Consideration of the first and third propositions is unnecessary if. Morris was not entitled to recover by reason of being a peace officer acting within the scope of his *10 duties and within his jurisdiction at the time the arrest was made. It is not denied that he was a peace officer in the secret service department of Oklahoma City, nor that the assault and arrest were made within his jurisdiction as such peace officer, but it is contended that he was not on duty at the time the arrest was made, his hours of duty being from 6:45 a. m. to 3:00 p. m., and the assault .having been committed and the arrest made after he had gone off duty, and that, being off duty, he was entitled to the reward as an individual, and not as a peace officer in the discharge of his duties. The doctrine that a peace officer is not entitled to a reward for making an arrest within his jurisdiction and within the scope of his duties as such peace officer has long been settled by the courts of this country and of England, on the ground of public policy. The rule is stated in 34 Cyc. 1753, as follows:

“From an early day it has been established, and continues to be the rule,- that an agreement to pay money to a sheriff or other public officer for doing what he ought to do is void and against public policy. Accordingly a public officer, such as a sheriff, constable, or policeman, is not entitled to a reward offered for the arrest or conviction of a criminal, when the service performed is within the scope or line of the duties of such officer. It makes no difference that the services were rendered at a time when the officer was not on duty, and that the crime for which the arrest was made was committed in another county of the state.”

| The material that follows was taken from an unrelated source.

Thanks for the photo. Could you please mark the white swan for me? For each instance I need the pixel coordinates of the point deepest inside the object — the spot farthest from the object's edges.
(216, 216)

' Decisions from most of the states of the Union and from the United States Supreme Court and from England, are cited in support of this text. The same doctrine is announced in 24 Am. & Eng. Enc. of Law (2d Ed.) 952, as follows:

*11 ■ “It is well settled, upon the ground of public policy, that a public officer cannot accept an offer of reward for the performance of any act or service which it is his duty to perform. * * * It is equally well settled that a public officer may accept an offer of reward for acts or services which are not within the scope of his duties.”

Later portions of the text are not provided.